Using HTK models in sphinx4

As from yesterday long waited cool patch by Christophe Cerisara with the help of super fast Yaniv Kunda has landed in svn trunk. Now you can use HTK model directly from sphinx4. Though it's not easy since I spend a few hours today figuring the required issues, so here is a little step-by-step howto:

1. Update to sphinx4 trunk

2. Download small model, because currently binary loading is not supported unfortunately and it takes a lot of resources to load the model from a huge text file. Get a model from Keith Vertanen

http://www.inference.phy.cam.ac.uk/kv227/htk/htk_wsj_si84_2750_8.zip

3. Convert model to text format with HTK HHEd

mkdir out
touch empty
HHEd -H hmmdefs -H macros -M out empty tiedlist


4. Replace model in Lattice demo in configuration file:

<component name="wsj" type="edu.cmu.sphinx.linguist.acoustic.tiedstate.TiedStateAcousticModel">
<property name="loader" value="wsjLoader"/>
<property name="unitManager" value="unitManager"/>
</component>
<component name="wsjLoader" type="edu.cmu.sphinx.linguist.acoustic.tiedstate.HTKLoader">
<property name="logMath" value="logMath"/>
<property name="modelDefinition" value="/home/shmyrev/sphinx4/wsj/out/hmmdefs"/>
<property name="unitManager" value="unitManager"/>
</component>


Please note here that modelDefinition property points to the location of the newly created hmmdefas file.
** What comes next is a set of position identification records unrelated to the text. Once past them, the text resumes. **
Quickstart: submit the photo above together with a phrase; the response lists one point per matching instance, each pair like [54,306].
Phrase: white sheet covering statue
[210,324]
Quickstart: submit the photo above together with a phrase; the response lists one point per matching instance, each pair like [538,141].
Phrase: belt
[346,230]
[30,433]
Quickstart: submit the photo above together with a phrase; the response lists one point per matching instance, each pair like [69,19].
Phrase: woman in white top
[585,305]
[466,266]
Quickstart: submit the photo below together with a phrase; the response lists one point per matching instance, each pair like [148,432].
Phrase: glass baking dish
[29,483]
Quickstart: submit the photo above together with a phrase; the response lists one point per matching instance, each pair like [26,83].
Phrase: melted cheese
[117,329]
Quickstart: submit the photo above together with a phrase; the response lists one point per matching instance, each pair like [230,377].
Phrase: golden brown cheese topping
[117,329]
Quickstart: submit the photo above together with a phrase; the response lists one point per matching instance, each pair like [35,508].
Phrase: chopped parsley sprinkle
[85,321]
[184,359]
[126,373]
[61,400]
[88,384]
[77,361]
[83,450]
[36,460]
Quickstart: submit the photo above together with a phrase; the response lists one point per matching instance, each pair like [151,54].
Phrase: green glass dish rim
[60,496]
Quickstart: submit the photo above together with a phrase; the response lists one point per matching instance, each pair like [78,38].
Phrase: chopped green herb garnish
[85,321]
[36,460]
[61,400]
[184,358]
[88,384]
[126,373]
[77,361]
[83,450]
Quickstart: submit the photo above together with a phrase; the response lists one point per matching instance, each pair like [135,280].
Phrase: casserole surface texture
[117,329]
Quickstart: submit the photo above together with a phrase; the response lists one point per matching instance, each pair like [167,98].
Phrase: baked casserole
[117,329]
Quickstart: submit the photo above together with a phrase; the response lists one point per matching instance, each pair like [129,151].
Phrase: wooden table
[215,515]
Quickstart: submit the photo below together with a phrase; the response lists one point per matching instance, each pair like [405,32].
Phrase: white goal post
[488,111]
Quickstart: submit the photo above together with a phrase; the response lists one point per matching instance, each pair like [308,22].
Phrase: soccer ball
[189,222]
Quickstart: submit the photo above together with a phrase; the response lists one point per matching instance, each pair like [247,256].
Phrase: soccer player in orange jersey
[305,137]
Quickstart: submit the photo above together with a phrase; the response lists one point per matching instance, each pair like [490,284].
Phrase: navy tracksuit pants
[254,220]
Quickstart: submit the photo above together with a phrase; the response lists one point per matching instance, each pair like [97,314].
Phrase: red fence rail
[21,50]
5. Replace the frontend configuration to load HTK features from a file. Unfortunately it's impossible to create HTK features with sphinx4 frontend right now, but this will be implemented soon I hope. Some bits are already present like DCT-II transform with frontend.transform.DiscreteCosineTransform2, some are easy to setup like proper filter coefficients, some are missing. So for now we'll recognize MFC file instead.

<component name="epFrontEnd" type="edu.cmu.sphinx.frontend.FrontEnd">
<propertylist name="pipeline">
<item> streamHTKSource </item>
</propertylist>
</component>
<component name="streamHTKSource" type="edu.cmu.sphinx.frontend.util.StreamHTKCepstrum">
<property name="cepstrumLength" value="39"/>
</component>


and let's change the Java file

StreamHTKCepstrum source = (StreamHTKCepstrum) cm.lookup ("streamHTKSource");
InputStream stream = new FileInputStream(new File ("input.mfc"));
source.setInputStream(stream);


6. Now let's extract mfc. Create a config file for HCopy

SOURCEFORMAT = WAV
TARGETKIND = MFCC_D_A_Z_0
TARGETRATE = 100000.0
WINDOWSIZE = 250000.0
USEHAMMING = T
PREEMCOEF = 0.97
NUMCHANS = 26
CEPLIFTER = 22
NUMCEPS = 12
ENORMALISE = T
ZMEANSOURCE = T
USEPOWER = T


and run it

HCopy -C config 10001-90210-01803.wav input.mfc


make sure input.mfc is located in top sphinx4 folder now since this is the place we'll take it.

7. Now everything is ready

ant && java -jar bin/LatticeDemo.jar


Check the result

I heard: once or a zero zero one nine oh to one oh say or oil days or a jury


It's not very precise, but still ok for such a small model and limited language model.

This is still a work in progress and a lot of things still pending. The most important are reading the binary HTK files, frontend adaptation, cleanup and unification. But I really look forward on the results, since it's really a promising approach. There are not so many BSD-licensed HTK decoders out there.